Western College of Veterinary Medicine
- Type: Public
- Established: 1965; 61 years ago
- Affiliations: University of Saskatchewan
- Location: Saskatoon, Saskatchewan, Canada 52°7′47.37″N 106°37′58.08″W﻿ / ﻿52.1298250°N 106.6328000°W
- Campus: Urban;
- Colours: Green & white
- Nickname: Saskatchewan Huskies
- Mascot: Huskie
- Website: wcvm.usask.ca

= Western College of Veterinary Medicine =

The Western College of Veterinary Medicine (WCVM) is a Canadian veterinary school within the University of Saskatchewan in Saskatoon, Saskatchewan. It serves the provinces and territories of Western Canada and Northern Canada except for Alberta, which has its own veterinary school.

== Programs ==
WCVM serves three western Canadian provinces of British Columbia, Saskatchewan and Manitoba as well as the territories of Yukon, Northwest Territories and Nunavut; it also served Alberta until 2023. These provinces and territories each subsidize a select number of seats for students from these areas.

The college houses the WCVM Veterinary Medical Centre, which comprises both a small animal and a large animal clinic. The clinics serve a dual purpose: providing primary and specialized veterinary services to the public, and being a platform for clinical learning for the veterinary students.

== History ==
WCVM opened in 1965, with the first veterinarians graduating in 1969. It was the second English-speaking veterinary college to be established in Canada.
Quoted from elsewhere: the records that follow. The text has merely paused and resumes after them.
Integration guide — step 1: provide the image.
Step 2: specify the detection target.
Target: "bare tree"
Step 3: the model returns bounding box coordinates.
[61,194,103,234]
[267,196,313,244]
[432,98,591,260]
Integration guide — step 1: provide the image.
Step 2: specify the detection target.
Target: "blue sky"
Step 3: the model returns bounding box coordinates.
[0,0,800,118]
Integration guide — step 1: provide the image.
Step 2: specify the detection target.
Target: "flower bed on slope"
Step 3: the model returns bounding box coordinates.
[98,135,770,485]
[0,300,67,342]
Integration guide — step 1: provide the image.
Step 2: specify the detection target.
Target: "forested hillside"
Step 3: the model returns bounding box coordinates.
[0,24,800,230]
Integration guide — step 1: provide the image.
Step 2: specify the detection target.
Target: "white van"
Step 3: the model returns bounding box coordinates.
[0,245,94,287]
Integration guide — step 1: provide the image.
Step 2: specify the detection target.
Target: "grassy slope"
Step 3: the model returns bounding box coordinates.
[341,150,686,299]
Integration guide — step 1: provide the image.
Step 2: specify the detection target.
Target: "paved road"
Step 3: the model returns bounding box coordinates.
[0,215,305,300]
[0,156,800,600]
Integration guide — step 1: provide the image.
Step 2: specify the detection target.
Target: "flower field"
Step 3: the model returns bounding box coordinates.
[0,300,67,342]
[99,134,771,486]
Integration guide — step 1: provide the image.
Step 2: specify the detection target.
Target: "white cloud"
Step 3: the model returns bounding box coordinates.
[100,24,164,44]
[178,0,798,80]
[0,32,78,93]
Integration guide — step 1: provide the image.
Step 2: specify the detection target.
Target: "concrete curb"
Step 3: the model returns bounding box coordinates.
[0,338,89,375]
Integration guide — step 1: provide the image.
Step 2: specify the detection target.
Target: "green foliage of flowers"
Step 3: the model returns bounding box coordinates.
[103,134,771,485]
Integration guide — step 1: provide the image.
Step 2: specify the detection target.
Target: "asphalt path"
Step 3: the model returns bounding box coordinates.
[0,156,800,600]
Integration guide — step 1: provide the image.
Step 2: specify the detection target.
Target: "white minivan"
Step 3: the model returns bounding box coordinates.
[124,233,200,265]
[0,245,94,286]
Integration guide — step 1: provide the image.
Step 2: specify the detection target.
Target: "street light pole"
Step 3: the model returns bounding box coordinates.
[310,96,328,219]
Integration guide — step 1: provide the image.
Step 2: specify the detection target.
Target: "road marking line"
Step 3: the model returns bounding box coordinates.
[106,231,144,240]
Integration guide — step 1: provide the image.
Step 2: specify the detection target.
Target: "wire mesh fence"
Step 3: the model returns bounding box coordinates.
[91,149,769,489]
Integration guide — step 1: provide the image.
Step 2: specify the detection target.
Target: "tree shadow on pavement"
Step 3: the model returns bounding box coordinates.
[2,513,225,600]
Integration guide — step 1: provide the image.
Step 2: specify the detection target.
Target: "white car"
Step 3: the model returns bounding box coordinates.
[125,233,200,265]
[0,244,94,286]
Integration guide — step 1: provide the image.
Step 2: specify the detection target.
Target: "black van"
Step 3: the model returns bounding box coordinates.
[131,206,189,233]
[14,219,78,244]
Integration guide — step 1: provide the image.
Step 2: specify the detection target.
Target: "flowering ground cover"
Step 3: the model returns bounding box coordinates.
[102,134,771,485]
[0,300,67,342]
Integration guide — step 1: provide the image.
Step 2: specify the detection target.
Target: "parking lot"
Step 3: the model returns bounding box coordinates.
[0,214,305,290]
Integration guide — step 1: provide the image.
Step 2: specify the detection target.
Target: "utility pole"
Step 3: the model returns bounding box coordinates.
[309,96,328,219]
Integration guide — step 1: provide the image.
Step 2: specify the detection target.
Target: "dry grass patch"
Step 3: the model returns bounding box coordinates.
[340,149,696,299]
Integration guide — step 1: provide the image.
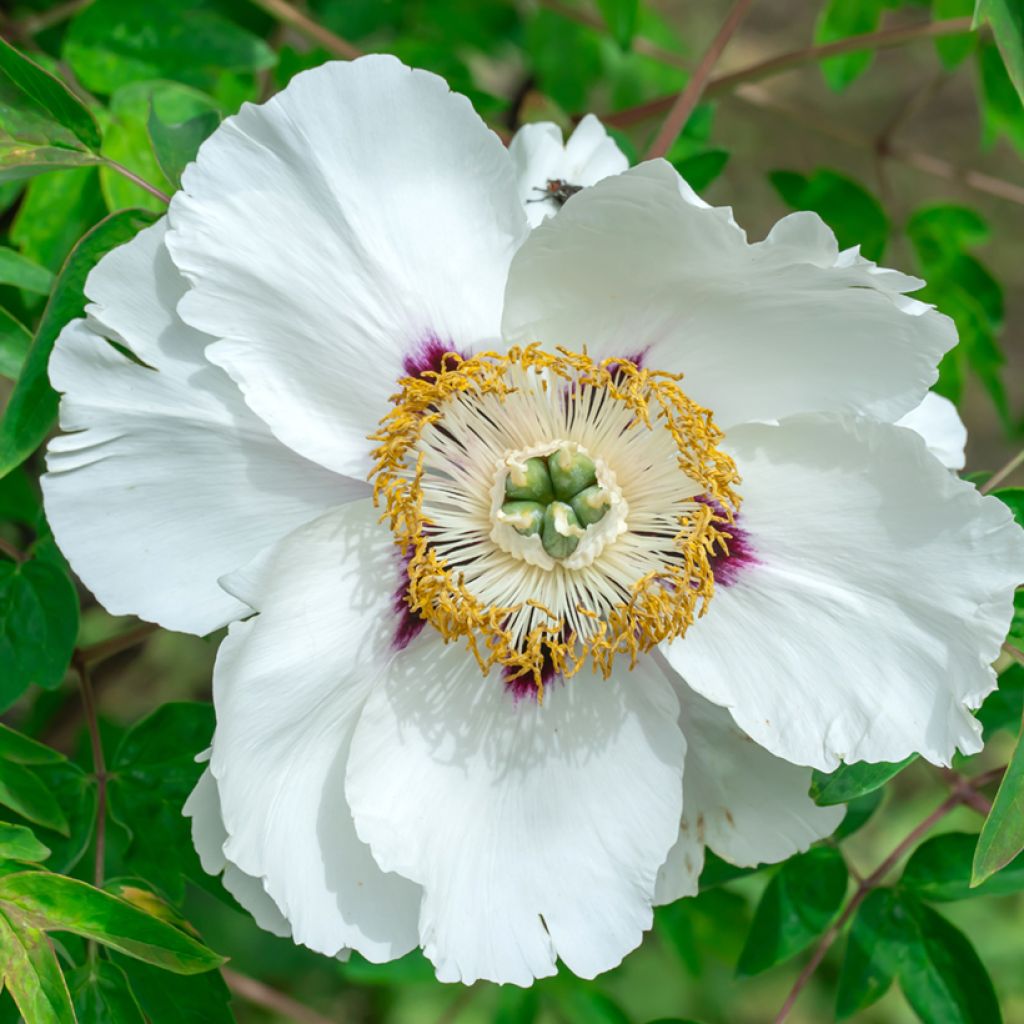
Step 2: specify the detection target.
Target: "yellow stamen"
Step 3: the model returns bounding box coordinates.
[371,345,739,688]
Originally, the WCVM also served Alberta but this changed with the establishment of the University of Calgary Faculty of Veterinary Medicine in 2005. Alberta consequently pulled funding from the WCVM, which saw the last class of students with dedicated Albertan seats graduate in 2023.

International students were briefly admitted into the school, with international veterinary students in the classes of 2025 and 2026.